For many it is somewhat important to have a basic understanding of the difference between these three standards, because they are all used to determine the performance metrics of LED light sources.

Let’s use this editorial to consider each of the documents on an individual basis, as I am sure that it may be easy to get confused by the three different standards of LM-79, LM-80 and TM-21, where it may be assumed that they offer the same measurement of testing LEDs, but unfortunately, they do not, and whilst they might work together, they do not in any way provide related measurements.

In attempting to consider the terminology used for the document’s names, where each starts with ANSI, which is the ‘American National Standards Institute’ and followed by IES which is for the ‘Illuminating Engineering Society’. There are two different termed names for the documents, where LM being for ‘Lighting Measurement’, as in that of LM-79 and LM-80, with TM being for ‘Technical Memorandum’ as in that of TM-21.

With the names of the documents now being understood, the next consideration relates to terminology, in that there is an ‘LED Package’ and an ‘LED Array’ or ‘LED Module’. An LED Package is an assembly of one or more LED dies which includes wire bond or other type of electrical connections, possibly with the addition of optical and thermal elements as well as mechanical and electrical interfaces, whereas an LED Array or LED Module is an assembly of LED packages (components), or dies on a printed circuit board or substrate, possibly with optical elements and additional thermal, mechanical, and electrical interfaces that are intended to connect to the load side of a LED driver.

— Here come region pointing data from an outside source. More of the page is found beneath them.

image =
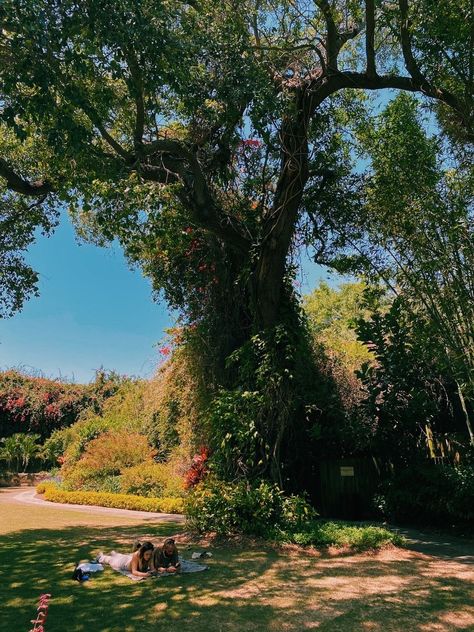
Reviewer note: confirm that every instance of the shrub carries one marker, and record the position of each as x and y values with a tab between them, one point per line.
19	449
242	507
37	404
111	452
436	493
104	459
151	480
322	534
198	469
121	501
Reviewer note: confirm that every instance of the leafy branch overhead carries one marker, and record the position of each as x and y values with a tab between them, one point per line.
169	91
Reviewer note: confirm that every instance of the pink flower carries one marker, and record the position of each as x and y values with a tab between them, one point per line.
251	142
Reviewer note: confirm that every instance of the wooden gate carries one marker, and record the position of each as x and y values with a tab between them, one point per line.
347	488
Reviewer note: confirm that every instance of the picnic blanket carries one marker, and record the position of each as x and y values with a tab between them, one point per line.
186	567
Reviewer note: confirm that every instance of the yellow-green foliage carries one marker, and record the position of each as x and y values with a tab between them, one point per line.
123	413
120	501
173	403
112	452
151	480
332	315
42	487
104	459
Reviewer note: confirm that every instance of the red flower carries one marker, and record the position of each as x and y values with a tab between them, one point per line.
251	142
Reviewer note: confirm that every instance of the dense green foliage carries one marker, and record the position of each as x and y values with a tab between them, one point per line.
261	509
19	449
430	494
253	508
103	499
213	140
41	405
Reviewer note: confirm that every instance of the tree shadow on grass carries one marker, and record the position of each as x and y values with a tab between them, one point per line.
247	588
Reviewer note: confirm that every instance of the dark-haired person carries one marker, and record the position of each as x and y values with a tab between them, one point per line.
166	560
137	562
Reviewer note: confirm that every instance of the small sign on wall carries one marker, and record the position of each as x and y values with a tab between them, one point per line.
347	470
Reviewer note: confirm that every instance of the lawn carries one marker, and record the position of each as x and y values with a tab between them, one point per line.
248	586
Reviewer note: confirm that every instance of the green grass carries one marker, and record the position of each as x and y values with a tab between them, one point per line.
249	587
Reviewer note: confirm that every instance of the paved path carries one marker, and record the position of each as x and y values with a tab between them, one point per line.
22	495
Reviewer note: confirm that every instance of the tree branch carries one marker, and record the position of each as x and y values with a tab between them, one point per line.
136	89
332	34
370	37
405	40
20	185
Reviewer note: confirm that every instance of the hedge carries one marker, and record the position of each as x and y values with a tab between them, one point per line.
119	501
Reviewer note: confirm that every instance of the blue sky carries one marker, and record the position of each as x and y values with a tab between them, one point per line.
92	311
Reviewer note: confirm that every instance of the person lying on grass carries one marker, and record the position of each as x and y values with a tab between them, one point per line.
137	562
165	560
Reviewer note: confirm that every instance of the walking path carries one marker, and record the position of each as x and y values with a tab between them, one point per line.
438	545
22	495
434	544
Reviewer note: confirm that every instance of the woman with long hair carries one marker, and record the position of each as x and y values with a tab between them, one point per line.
137	562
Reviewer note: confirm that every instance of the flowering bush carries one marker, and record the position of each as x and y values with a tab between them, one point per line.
37	404
151	480
104	457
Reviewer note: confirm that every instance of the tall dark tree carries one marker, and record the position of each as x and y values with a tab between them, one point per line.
207	137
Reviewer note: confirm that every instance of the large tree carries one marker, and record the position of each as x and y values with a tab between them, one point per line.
209	138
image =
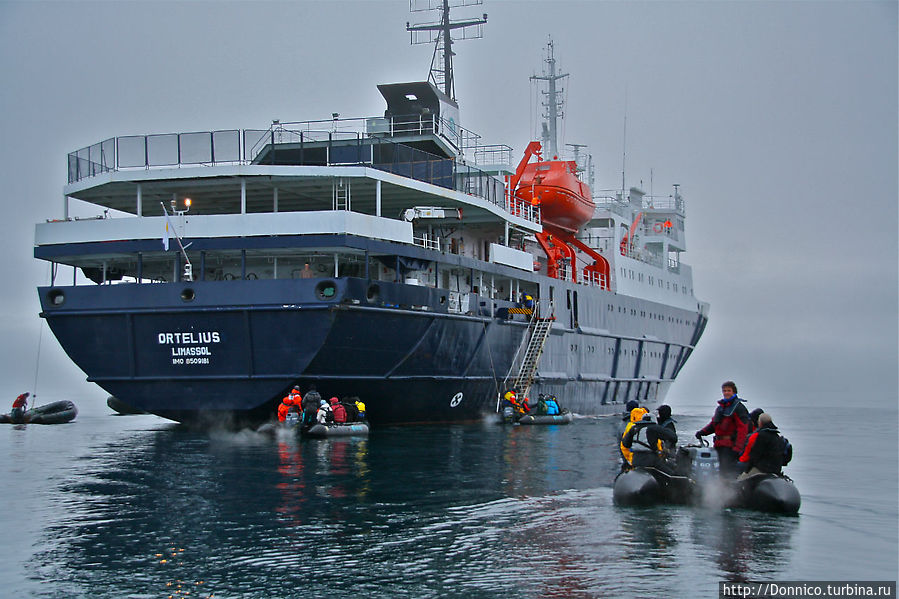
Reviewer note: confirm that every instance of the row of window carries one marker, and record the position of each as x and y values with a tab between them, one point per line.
628	273
624	352
650	315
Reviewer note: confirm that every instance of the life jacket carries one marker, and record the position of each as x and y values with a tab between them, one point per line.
640	442
730	425
21	401
636	416
311	400
766	450
282	411
339	412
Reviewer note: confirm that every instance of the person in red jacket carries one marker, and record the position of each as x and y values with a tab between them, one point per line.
730	423
292	399
17	414
338	410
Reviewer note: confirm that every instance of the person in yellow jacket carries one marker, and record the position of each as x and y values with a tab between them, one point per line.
627	455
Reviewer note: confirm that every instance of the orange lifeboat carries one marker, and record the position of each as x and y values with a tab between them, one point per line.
565	206
564	200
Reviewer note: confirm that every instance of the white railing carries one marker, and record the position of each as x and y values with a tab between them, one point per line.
427	242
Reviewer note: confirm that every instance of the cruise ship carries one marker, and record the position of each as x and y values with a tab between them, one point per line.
396	258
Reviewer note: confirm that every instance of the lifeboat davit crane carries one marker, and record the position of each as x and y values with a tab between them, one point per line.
566	206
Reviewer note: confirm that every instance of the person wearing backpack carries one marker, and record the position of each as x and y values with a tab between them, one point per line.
730	423
552	405
766	450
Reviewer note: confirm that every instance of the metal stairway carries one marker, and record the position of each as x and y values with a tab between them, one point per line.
538	330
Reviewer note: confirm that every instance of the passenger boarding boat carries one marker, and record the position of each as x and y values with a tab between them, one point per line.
389	258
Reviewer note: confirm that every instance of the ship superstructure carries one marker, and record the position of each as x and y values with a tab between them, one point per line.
385	257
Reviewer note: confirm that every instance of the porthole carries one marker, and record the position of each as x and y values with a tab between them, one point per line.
56	297
373	294
326	290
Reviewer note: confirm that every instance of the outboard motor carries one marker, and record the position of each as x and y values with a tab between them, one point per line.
698	462
292	419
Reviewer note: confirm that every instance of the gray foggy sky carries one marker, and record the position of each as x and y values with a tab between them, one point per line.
778	119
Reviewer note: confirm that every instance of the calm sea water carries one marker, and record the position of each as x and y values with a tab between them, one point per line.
136	506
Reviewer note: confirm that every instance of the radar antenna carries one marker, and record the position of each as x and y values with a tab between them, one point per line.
441	74
554	103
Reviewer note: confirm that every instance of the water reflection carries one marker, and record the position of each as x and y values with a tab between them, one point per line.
467	511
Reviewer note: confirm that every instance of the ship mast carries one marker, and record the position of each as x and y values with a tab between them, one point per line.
554	103
441	74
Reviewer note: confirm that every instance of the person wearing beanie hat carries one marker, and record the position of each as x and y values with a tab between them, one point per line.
730	423
626	417
323	416
754	420
310	403
646	441
765	449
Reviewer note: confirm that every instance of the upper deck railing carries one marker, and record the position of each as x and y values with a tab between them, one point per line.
364	142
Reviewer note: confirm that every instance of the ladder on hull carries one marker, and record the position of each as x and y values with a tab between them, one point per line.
538	332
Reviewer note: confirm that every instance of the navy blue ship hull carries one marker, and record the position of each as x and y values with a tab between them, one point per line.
231	350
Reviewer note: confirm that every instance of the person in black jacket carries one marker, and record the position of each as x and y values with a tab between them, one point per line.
310	404
764	451
665	420
647	440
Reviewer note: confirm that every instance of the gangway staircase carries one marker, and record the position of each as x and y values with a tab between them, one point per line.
538	333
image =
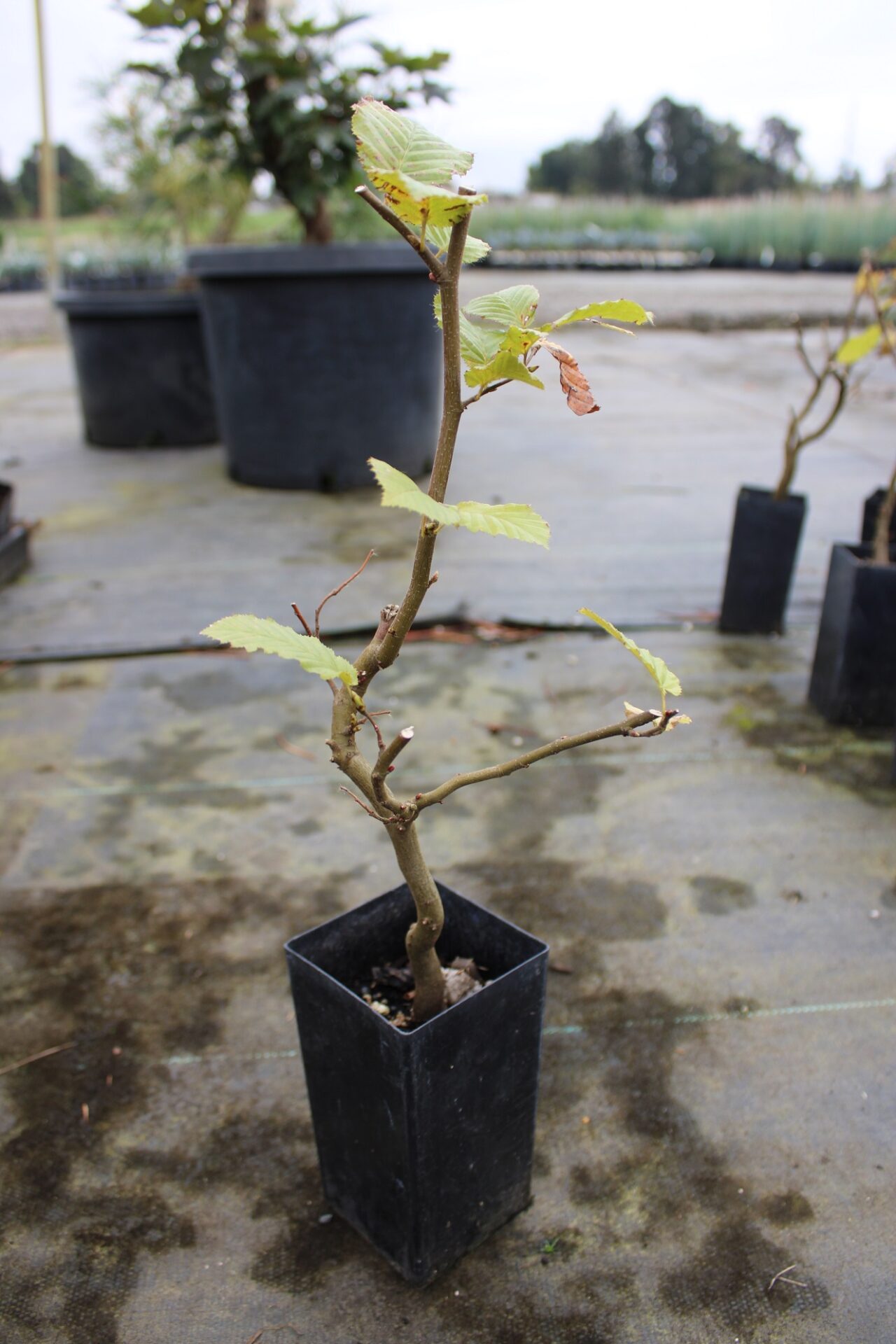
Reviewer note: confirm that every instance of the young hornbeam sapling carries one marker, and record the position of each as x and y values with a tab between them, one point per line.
498	337
833	378
880	335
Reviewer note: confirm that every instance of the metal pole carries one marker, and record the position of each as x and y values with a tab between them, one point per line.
49	169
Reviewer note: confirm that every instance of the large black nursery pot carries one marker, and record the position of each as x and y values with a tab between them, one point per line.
425	1136
321	358
14	538
853	676
764	540
143	375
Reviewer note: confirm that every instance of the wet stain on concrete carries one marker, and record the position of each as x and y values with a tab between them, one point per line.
802	742
216	689
786	1209
128	974
729	1280
722	895
162	776
666	1186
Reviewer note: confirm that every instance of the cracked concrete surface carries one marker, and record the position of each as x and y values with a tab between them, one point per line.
718	1096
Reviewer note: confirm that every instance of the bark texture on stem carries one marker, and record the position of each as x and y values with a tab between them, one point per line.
880	549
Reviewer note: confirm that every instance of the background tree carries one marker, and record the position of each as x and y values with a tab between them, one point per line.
183	188
269	92
676	152
80	190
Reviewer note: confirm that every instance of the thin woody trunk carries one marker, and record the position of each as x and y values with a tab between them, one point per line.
880	550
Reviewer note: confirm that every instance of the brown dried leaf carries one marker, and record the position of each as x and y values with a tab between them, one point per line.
574	382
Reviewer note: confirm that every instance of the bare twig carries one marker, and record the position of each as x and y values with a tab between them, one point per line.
384	764
372	722
523	762
308	629
33	1059
484	391
368	809
780	1277
337	590
293	750
437	268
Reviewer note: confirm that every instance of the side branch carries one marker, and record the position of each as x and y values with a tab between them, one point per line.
523	762
429	258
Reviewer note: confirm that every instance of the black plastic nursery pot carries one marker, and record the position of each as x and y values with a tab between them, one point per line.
321	358
869	517
853	676
425	1138
764	540
143	374
14	539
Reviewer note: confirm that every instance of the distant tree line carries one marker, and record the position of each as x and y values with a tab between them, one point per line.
80	188
678	152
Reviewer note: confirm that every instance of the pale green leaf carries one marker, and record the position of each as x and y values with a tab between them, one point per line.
391	143
399	491
479	344
666	680
514	521
267	636
519	522
473	249
504	365
859	346
415	201
514	307
613	309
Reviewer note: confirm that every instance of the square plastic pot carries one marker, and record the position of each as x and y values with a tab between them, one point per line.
425	1138
853	676
764	540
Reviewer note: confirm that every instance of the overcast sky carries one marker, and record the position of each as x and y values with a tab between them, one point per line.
528	76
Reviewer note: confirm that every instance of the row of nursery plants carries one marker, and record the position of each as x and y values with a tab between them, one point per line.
811	233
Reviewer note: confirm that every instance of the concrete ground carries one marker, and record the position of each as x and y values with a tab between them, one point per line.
719	1096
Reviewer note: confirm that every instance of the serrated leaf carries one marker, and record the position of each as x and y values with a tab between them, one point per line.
666	680
479	344
519	522
517	340
859	346
514	307
399	491
503	366
473	249
390	143
613	309
415	201
574	382
267	636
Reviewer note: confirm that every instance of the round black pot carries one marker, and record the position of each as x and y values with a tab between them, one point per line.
764	540
321	358
853	676
143	375
425	1138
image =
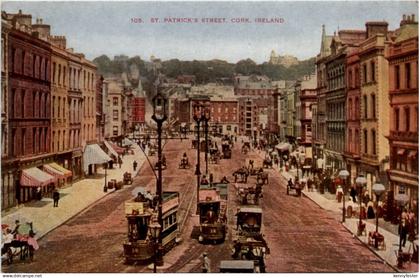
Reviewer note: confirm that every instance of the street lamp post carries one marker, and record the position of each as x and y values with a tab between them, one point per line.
159	116
206	118
198	117
401	200
378	189
344	174
154	230
360	182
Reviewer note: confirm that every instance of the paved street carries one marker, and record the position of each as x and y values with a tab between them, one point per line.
302	237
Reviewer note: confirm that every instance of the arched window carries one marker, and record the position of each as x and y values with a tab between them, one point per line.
373	142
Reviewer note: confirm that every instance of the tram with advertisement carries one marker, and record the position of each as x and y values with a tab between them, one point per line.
212	207
140	213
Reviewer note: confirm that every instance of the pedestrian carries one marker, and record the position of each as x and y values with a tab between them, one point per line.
56	197
403	228
353	193
206	263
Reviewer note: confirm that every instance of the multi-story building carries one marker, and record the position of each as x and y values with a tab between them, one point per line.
88	87
402	56
100	116
307	97
352	147
374	118
335	96
319	126
29	102
115	109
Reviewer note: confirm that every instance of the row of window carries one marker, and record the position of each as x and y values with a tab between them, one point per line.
29	104
403	122
26	63
25	141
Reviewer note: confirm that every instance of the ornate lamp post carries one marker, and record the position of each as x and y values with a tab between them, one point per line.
378	189
198	117
401	200
360	182
344	174
206	118
159	116
154	230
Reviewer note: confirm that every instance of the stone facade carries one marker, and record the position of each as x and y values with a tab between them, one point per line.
402	56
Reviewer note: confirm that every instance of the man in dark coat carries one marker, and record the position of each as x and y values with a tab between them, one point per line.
56	197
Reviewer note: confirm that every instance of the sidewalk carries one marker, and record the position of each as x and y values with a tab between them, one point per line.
391	239
73	199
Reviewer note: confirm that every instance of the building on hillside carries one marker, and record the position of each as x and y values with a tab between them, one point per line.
374	117
402	56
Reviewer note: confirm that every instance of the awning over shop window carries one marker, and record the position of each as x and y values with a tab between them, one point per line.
284	147
36	177
127	142
53	172
67	173
412	154
111	149
117	148
93	154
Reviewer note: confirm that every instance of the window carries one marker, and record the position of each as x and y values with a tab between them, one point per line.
373	142
364	73
115	130
397	77
407	118
372	68
365	140
373	106
365	106
397	118
407	75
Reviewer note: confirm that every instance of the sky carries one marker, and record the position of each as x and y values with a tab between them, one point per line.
113	28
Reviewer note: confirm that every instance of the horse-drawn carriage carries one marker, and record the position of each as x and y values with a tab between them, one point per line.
22	244
184	164
127	178
249	242
243	173
248	194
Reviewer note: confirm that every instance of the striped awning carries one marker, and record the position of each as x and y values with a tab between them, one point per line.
111	149
36	177
93	154
127	142
53	172
117	148
67	173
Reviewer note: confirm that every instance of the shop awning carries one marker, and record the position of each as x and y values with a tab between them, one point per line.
93	154
111	149
35	177
412	154
117	148
67	173
127	142
284	147
53	172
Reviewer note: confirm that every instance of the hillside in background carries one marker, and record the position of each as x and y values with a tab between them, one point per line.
205	71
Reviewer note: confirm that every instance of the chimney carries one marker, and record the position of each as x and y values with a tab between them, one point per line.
376	27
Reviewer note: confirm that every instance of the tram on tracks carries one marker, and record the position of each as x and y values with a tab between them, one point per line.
140	213
212	207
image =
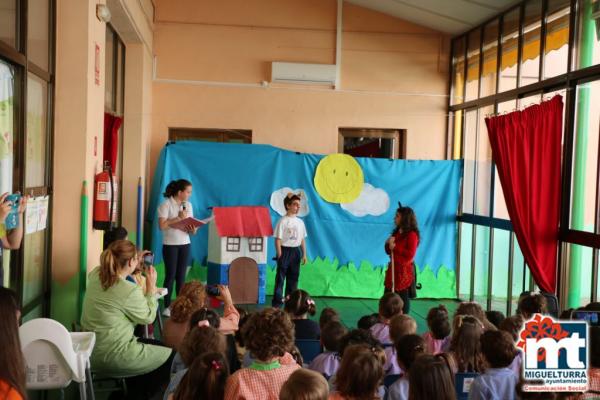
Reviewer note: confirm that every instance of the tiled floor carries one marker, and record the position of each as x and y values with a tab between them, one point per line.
352	309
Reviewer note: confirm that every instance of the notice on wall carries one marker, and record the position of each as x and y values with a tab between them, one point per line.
36	214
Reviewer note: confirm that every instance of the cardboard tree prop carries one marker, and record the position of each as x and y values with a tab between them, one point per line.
237	251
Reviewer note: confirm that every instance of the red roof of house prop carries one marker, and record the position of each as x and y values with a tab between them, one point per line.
246	221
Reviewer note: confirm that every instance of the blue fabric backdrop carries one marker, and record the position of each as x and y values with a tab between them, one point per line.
243	174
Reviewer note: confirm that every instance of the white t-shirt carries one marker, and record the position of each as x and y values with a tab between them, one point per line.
169	209
291	231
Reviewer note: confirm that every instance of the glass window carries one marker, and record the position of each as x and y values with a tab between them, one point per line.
466	243
530	64
469	160
510	50
109	64
585	156
480	270
473	65
458	70
8	22
7	126
556	47
500	270
582	256
490	59
37	106
483	167
520	277
34	247
588	41
500	210
38	32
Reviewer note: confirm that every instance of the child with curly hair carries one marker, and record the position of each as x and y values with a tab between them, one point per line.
268	336
299	305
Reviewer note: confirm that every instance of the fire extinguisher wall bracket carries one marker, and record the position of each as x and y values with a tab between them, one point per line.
105	188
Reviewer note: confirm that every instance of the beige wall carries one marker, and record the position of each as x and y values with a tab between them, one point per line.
79	118
211	57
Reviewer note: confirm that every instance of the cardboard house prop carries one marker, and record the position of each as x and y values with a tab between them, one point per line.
237	251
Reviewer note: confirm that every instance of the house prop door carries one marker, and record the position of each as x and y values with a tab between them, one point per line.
243	281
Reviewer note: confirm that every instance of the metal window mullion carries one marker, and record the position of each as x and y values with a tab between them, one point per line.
490	287
473	244
511	252
543	39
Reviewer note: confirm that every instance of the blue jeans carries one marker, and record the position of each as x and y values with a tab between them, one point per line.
288	271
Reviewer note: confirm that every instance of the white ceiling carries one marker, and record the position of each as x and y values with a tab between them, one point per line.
449	16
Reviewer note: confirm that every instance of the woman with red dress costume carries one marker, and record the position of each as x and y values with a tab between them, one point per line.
403	244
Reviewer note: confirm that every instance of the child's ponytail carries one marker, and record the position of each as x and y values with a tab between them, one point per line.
205	379
113	259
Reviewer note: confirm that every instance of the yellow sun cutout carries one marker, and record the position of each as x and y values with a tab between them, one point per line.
339	178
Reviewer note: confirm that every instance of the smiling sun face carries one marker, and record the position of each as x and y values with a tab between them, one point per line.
339	178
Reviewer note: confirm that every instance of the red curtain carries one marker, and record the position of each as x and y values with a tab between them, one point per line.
111	139
526	146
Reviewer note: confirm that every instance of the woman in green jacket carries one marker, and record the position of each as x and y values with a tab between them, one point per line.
112	308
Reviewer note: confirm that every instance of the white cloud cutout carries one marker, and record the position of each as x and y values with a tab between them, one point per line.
372	201
278	196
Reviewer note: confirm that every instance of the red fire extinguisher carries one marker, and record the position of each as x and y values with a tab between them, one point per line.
105	199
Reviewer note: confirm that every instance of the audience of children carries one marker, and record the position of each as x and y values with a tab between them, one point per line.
12	364
390	305
328	362
360	374
268	336
408	348
437	338
498	381
305	384
298	305
400	326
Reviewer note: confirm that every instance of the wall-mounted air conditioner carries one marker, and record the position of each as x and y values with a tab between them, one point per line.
310	74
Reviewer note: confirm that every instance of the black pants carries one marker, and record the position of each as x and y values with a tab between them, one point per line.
404	295
148	385
176	261
288	271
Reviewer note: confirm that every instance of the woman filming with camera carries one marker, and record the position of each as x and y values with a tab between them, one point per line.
111	308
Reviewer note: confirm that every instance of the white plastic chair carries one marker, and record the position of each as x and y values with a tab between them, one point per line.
54	356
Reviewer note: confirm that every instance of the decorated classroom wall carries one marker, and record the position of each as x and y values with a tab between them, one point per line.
345	241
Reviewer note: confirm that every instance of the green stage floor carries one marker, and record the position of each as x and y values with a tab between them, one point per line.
352	309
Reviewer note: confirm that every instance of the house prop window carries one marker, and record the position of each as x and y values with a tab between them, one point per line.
255	244
233	244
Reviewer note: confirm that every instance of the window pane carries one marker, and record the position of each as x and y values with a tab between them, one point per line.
490	59
520	278
582	256
109	58
530	65
466	242
483	183
500	270
37	32
458	70
510	50
7	127
469	157
556	48
473	65
588	41
35	163
34	248
482	250
585	156
8	22
500	210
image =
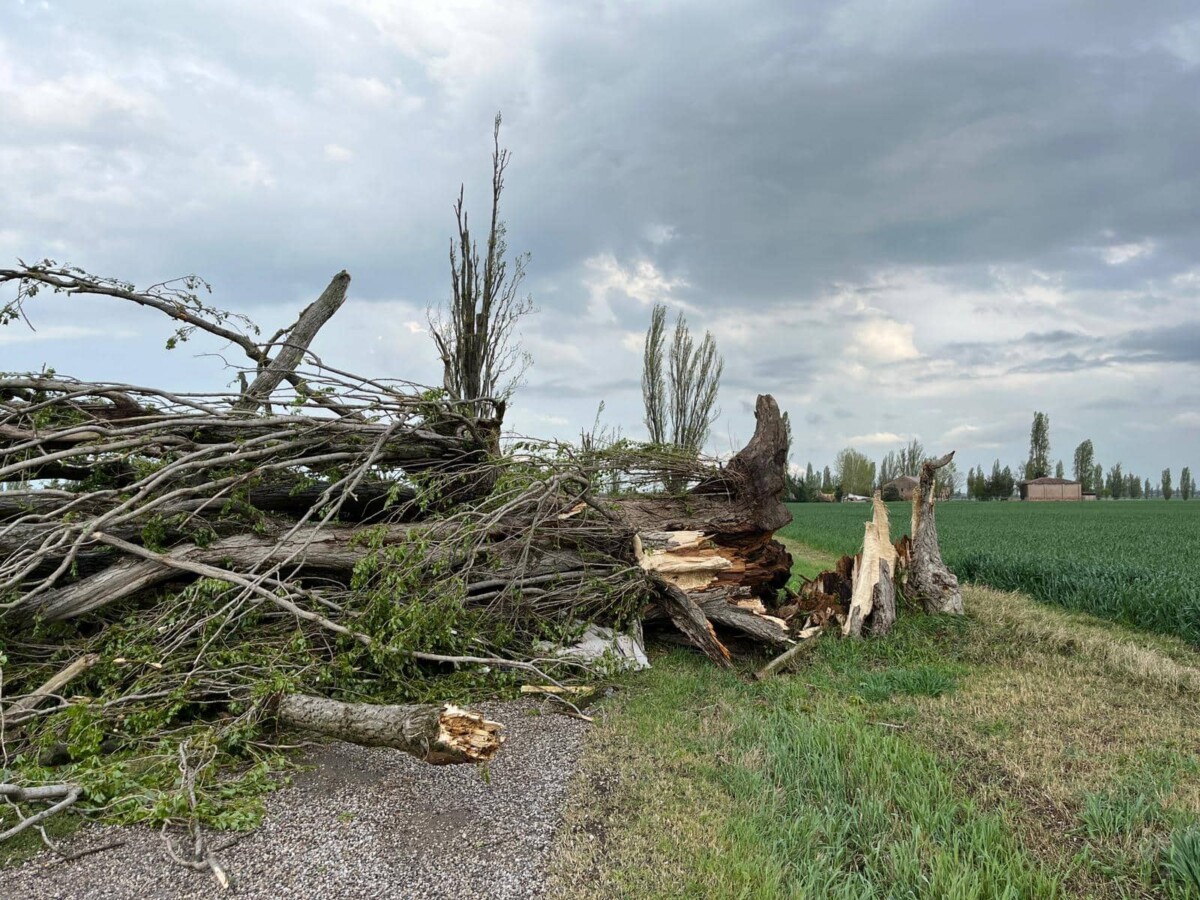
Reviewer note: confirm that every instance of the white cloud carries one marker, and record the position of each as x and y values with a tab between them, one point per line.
17	333
607	280
879	438
883	341
660	234
1122	253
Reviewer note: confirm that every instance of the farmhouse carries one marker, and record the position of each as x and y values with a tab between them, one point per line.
1050	489
904	485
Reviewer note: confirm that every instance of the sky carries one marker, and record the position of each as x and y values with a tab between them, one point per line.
900	219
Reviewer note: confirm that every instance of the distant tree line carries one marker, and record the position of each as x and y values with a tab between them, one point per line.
855	473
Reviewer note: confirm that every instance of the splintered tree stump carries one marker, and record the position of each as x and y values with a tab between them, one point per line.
929	579
439	736
715	546
873	601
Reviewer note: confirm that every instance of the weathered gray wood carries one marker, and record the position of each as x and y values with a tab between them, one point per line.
688	617
883	607
929	579
438	735
295	345
718	607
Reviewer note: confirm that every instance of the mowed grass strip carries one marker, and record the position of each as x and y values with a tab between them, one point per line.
1020	751
1123	561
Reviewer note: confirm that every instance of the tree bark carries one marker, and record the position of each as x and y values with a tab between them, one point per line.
929	579
436	735
715	543
693	623
299	336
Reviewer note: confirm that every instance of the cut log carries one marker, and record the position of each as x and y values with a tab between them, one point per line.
929	579
761	627
436	735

Hopefully that offers clarification on the different documents and shown above, is an image of the front cover of each document, together with a brief outline of their content which is given below. 

ANSI/IES LM-79-19     

An American International Standard providing the ‘Approved Method: Optical and Electrical Measurements of Solid-State Lighting Products’ (with this document being a revision of IES LM-79-2008). LM-79-19 is an approved method for taking electrical and photometric measurements of Solid-State Lighting products and describes the procedures to be followed and precautions to be observed in performing reproducible accurate measurements of (1) total luminous, radiant, or photon flux, (2) electrical power, (3) system efficacy, (4) luminous, radiant, or photon intensity distribution, (5) colour quantities and or spectrum of solid-state lighting (SSL) products for illumination purposes. These are conducted under standard conditions and this approved method covers LED luminaires, integrated LED lamps and non-integrated LED lamps operating through a driver.

ANSI/IES LM-80-20      

An American International Standard providing the ‘Measuring Luminous Flux and Colour Maintenance of LED Packages, Arrays, and Modules’ (with this document being a revision of IES LM-80-2008). LM-80-20 is a standard which defines how the lumen output and colour shift of LEDs should be measured over time and at different temperatures, and the document is important to lighting designers, specifiers and to lighting manufacturers as it provides a standard method of testing LEDs and then presenting the test results, so that the data from a range of products being tested by one manufacturer can be directly and objectively compared, with that of similar products from other competing lighting manufacturers.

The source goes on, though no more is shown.